To prove it, I assume towards contradiction that we have $\infty>MR\varphi\ge|T|^+$ and then to construct a binary tree, starting with $\varphi$, and from that we conclude that $MR\varphi=\infty$. But I don't see the right way to build the tree... help will be appreciated!
A theorem that is definitely under represented in the literature. Anyway here is as extract from by notes, its terse, but the basic idea is there:
Definition: $\alpha_T$ is the least ordinal $\alpha$ with the property that if $\alpha \leq \mbox{MR}(\varphi)$ then $\mbox{MR}(\varphi)= \infty$.

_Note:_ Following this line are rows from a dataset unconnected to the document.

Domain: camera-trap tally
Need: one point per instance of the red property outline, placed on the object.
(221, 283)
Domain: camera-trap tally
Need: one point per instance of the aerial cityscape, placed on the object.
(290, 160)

Theorem [Lachlan] If $\mathcal{L}$ is countable, then $$\alpha_T \leq \omega_1$$
Proof: Let $\psi$ be a formula such that $\omega_1 \leq \mbox{MR}(\psi)$. Then for every $\alpha < \omega_1$, $\alpha +1 \leq \mbox{MR}(\psi)$. Thus there are $\varphi_{\alpha}(\overline{x},\overline{b}_{\alpha})$ such that $$\alpha \leq \mbox{MR}(\psi(\overline{x}) \wedge \varphi_{\alpha}(\overline{x},\overline{b}_{\alpha}) ) $$ and $$\alpha \leq \mbox{MR}(\psi(\overline{x}) \wedge \neg \varphi_{\alpha}(\overline{x},\overline{b}_{\alpha}) ). $$ Since there are at most $\aleph_0$ many formulas there must be one formula that occurs uncountably often. Call this formula $\varphi_{\emptyset}(\overline{x},\overline{y})$. Thus for every $\alpha < \omega_1$ there is $\overline{b}$ such that
$$\alpha +1\leq \mbox{MR}(\psi(\overline{x}) \wedge \varphi_{\emptyset}(\overline{x},\overline{b}) ) $$ and $$\alpha +1 \leq \mbox{MR}(\psi(\overline{x}) \wedge \neg \varphi_{\emptyset}(\overline{x},\overline{b}) ). $$ By a repetition of the same argument we have $\varphi_{s}(\overline{x},\overline{y}_s)$ for $s \in 2^{<\omega}$ such that all paths through the tree are consistent. Thus by compactness there is an infinite tree and $ \mbox{MR}(\psi) =\infty$.